It's done so that addition doesn't need to have any special logic for dealing with negative numbers. Check out the article on Wikipedia.
Say you have two numbers, 2 and -1. In your "intuitive" way of representing numbers, they would be 0010
and 1001
, respectively (I'm sticking to 4 bits for size). In the two's complement way, they are 0010
and 1111
. Now, let's say I want to add them.
Two's complement addition is very simple. You add numbers normally and any carry bit at the end is discarded. So they're added as follows:
0010
+ 1111
=10001
= 0001 (discard the carry)
0001
is 1, which is the expected result of "2+(-1)".
But in your "intuitive" method, adding is more complicated:
0010
+ 1001
= 1011
Which is -3, right? Simple addition doesn't work in this case. You need to note that one of the numbers is negative and use a different algorithm if that's the case.
For this "intuitive" storage method, subtraction is a different operation than addition, requiring additional checks on the numbers before they can be added. Since you want the most basic operations (addition, subtraction, etc) to be as fast as possible, you need to store numbers in a way that lets you use the simplest algorithms possible.
Additionally, in the "intuitive" storage method, there are two zeroes:
0000 "zero"
1000 "negative zero"
Which are intuitively the same number but have two different values when stored. Every application will need to take extra steps to make sure that non-zero values are also not negative zero.
There's another bonus with storing ints this way, and that's when you need to extend the width of the register the value is being stored in.
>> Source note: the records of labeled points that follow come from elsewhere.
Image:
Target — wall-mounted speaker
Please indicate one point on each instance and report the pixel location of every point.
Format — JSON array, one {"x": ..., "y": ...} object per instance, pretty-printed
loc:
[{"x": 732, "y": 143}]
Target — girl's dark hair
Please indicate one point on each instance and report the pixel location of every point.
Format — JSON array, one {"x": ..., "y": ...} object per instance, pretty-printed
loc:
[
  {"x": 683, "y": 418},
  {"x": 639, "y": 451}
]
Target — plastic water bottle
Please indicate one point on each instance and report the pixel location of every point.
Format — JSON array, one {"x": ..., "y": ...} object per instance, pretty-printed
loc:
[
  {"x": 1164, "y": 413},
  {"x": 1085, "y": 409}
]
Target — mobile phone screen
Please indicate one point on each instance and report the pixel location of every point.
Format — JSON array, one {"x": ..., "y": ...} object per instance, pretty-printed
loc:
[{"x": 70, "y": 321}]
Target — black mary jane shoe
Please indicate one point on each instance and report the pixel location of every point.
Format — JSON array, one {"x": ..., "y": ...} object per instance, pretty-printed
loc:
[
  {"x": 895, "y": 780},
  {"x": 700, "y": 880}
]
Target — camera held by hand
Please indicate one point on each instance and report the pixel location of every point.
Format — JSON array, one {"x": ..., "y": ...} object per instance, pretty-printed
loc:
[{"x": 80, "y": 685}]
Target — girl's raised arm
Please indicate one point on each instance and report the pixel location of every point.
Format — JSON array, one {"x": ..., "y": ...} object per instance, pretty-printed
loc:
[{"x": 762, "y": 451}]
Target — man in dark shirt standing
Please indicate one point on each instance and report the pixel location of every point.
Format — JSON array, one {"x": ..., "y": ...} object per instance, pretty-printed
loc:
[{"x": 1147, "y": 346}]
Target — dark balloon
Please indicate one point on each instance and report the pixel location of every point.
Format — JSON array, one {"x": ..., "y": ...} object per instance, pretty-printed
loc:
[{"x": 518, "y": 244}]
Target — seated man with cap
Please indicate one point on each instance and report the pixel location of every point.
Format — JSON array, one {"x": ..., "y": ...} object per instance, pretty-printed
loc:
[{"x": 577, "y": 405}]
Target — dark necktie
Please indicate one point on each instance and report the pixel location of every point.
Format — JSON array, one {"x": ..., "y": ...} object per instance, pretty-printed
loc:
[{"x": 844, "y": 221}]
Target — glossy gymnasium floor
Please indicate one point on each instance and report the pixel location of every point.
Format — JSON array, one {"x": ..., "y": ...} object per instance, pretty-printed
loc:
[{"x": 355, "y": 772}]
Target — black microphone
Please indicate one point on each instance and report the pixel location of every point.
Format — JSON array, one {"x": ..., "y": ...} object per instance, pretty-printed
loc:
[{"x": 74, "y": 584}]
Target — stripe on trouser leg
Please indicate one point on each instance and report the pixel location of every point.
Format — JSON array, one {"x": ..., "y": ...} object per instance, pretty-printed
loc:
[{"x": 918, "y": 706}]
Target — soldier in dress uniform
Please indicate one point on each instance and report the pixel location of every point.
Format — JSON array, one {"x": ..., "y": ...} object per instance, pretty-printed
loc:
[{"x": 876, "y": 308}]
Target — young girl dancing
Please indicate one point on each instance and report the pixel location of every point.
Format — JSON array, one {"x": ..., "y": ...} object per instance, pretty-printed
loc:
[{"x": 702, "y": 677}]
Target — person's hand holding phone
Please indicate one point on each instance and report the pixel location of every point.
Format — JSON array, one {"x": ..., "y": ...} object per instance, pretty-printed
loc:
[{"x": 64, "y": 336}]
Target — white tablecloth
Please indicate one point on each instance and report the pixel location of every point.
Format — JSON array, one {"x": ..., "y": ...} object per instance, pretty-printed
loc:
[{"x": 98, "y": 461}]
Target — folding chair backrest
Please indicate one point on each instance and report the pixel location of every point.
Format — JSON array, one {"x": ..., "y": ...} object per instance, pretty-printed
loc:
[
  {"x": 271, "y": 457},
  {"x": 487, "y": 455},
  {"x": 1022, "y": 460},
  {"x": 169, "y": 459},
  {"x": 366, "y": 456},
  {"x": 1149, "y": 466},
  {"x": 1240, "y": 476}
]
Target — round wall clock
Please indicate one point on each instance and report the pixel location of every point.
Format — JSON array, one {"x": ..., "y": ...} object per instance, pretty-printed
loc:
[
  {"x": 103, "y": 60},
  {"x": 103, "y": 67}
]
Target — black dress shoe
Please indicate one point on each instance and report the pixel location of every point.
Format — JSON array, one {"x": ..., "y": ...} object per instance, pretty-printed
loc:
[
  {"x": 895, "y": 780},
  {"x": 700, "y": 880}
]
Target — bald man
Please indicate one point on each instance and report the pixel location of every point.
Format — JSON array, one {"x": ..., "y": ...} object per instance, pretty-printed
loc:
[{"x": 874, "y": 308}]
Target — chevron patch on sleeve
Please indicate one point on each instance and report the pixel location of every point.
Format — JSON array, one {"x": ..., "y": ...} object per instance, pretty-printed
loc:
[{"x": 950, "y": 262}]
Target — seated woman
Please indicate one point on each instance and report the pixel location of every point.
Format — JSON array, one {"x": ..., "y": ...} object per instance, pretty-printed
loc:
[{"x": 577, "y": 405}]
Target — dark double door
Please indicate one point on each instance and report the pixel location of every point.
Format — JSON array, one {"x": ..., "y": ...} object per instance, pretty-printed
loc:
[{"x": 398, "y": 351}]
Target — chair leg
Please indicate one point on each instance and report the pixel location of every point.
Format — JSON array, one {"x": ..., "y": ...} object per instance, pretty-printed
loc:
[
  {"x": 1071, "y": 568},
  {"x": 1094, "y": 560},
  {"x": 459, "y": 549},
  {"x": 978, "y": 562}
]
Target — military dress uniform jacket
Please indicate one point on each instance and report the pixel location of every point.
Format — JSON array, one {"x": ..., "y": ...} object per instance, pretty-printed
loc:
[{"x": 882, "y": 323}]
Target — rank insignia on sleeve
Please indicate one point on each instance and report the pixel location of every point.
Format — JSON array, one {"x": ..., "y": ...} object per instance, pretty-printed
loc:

With two's complement, storing a 4-bit number in an 8-bit register is a matter of repeating its most significant bit:
0001 (one, in four bits)
00000001 (one, in eight bits)
1110 (negative two, in four bits)
11111110 (negative two, in eight bits)
It's just a matter of looking at the sign bit of the smaller word and repeating it until it pads the width of the bigger word.
With your method you would need to clear the existing bit, which is an extra operation in addition to padding:
0001 (one, in four bits)
00000001 (one, in eight bits)
1010 (negative two, in four bits)
10000010 (negative two, in eight bits)
You still need to set those extra 4 bits in both cases, but in the "intuitive" case you need to clear the 5th bit as well. It's one tiny extra step in one of the most fundamental and common operations present in every application.
There is no "128" in a signed byte. The range is
- 0 to 127 : 128 values
- -1 to -128 : 128 values
Total 256 values, ie 2^8.
Addendum based on comment (and rereading the question)
0x80
could have been considered as -128, or +128. Wikipedia explanation is worth reading
The two's complement of the minimum number in the range will not have the desired effect of negating the number.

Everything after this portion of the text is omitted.